Luke 22:44, “great drops of blood.” As with other aspects of the Atonement in Gethsamene, Restoration Scripture bears out what has been disputed in mainstream Christianity. (See D&C 19:18; Mosiah 3:7.)


Quote 5: Jeffrey R. Holland, “I testify that He had power over death because He was divine but that He willingly subjected Himself to death for our sake because for a period of time He was also mortal. I declare that in His willing submission to death He took upon Himself the sins of the world, paying an infinite price for every sorrow and sickness, every heartache and unhappiness from Adam to the end of the world. In doing so He conquered both the grave physically and hell spiritually and set the human family free.”[7]

So, knowing all this, has your understanding of the Atonement increased, and how does this help you approach the Sacrament each Sunday?

Quote 6: Dallin H. Oaks: “If the emblems of the sacrament are being passed and you are texting or whispering or playing video games or doing anything else to deny yourself essential spiritual food, you are severing your spiritual roots and moving yourself toward stony ground.

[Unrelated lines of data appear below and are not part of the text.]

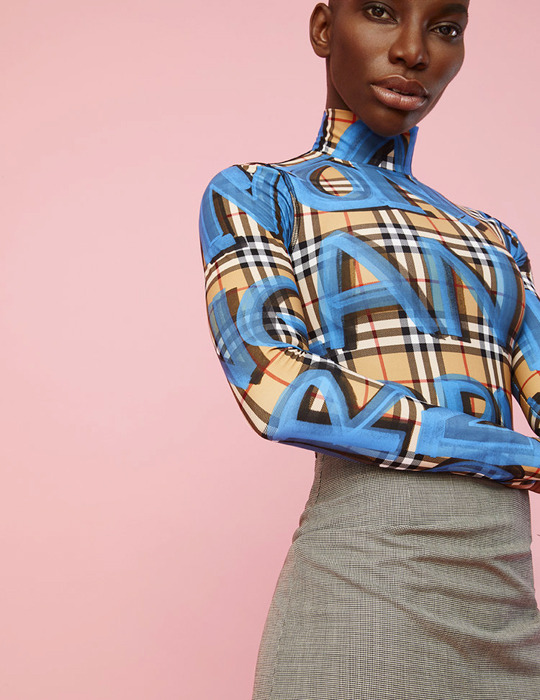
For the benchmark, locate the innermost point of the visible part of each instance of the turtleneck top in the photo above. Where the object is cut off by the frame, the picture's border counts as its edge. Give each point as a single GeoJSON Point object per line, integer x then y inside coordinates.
{"type": "Point", "coordinates": [358, 312]}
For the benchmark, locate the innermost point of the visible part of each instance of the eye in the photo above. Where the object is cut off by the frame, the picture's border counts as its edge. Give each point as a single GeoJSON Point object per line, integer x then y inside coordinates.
{"type": "Point", "coordinates": [449, 31]}
{"type": "Point", "coordinates": [378, 12]}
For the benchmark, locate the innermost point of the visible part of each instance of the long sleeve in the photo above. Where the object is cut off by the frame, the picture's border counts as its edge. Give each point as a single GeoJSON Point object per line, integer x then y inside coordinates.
{"type": "Point", "coordinates": [288, 392]}
{"type": "Point", "coordinates": [526, 352]}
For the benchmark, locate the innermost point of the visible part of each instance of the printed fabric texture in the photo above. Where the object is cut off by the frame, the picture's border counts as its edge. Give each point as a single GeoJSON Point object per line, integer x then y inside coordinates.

You are making yourself vulnerable to withering away when you encounter tribulation like isolation, intimidation, or ridicule.”[8]

Quote 7: Dale Renlund: “President Thomas S. Monson has taught, “One of God’s greatest gifts to us is the joy of trying again, for no failure ever need be final.” Even if we’ve been a conscious, deliberate sinner or have repeatedly faced failure and disappointment, the moment we decide to try again, the Atonement of Christ can help us. And we need to remember that it is not the Holy Ghost that tells us we’re so far gone that we might as well give up.”[9]